In the past 12 months we’ve seen a 13 per cent rise in calls for help from people with rent arrears. Whilst the pace of this problem is quickening it is by no means a new concern. Calls for help with rent arrears have been increasing steadily over time – they are up 150 per cent over five years. Paying to keep a roof over your head is the most fundamental element of any household budget, so we should all be extremely concerned that more people are struggling to meet this most basic cost of living.


So what is driving this rise in rent arrears?


The first thing to consider is the cost of renting, which has been going up for some time. As more and more young people take more time to save the requisite funds to get on to the property ladder, the demand for rented accommodation increases. We already know that supply of housing is extremely limited and so the recipe for rental price increases is pretty clear. Whilst more mortgages are being taken out, the Bank of England has quickly moved to cool this activity fearing it might overheat the economy. As such there is little sign of this trend for rising rental costs changing in the short term. Whilst incomes remain relatively flat, the cost of rent is eating further and further into the household budget.


Additionally changes to the welfare system will have hit low income families quite specifically in the part of their household budget that covers housing costs. Where the new cap on total benefits is exceeded, it is Housing Benefit which gets cut. Additionally the Spare Room Subsidy – commonly known as the Bedroom Tax – will mean some low income families have seen a sharp increase in their rent. 

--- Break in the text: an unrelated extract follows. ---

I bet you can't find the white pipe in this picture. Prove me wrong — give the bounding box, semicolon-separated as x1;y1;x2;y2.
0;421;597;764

Making sure households prioritise essential spending such as their rent payments is just one of the vitally important elements of debt advice. That is why it is crucial anyone falling into rent arrears seeks free, impartial advice as soon as possible. We’re looking to work more closely with housing associations in the coming months to help ensure this happens. We’ll be offering training so that staff at housing associations can understand and deliver the basic principles of debt advice, and we’ll be helping them understand how to respond when their tenants need debt advice. 


As a society we should place very serious value on keeping a roof over families’ heads. With a reported long and cold winter ahead, it is more important than ever to ensure we can reach people struggling with housing costs before the problem becomes too deep to resolve.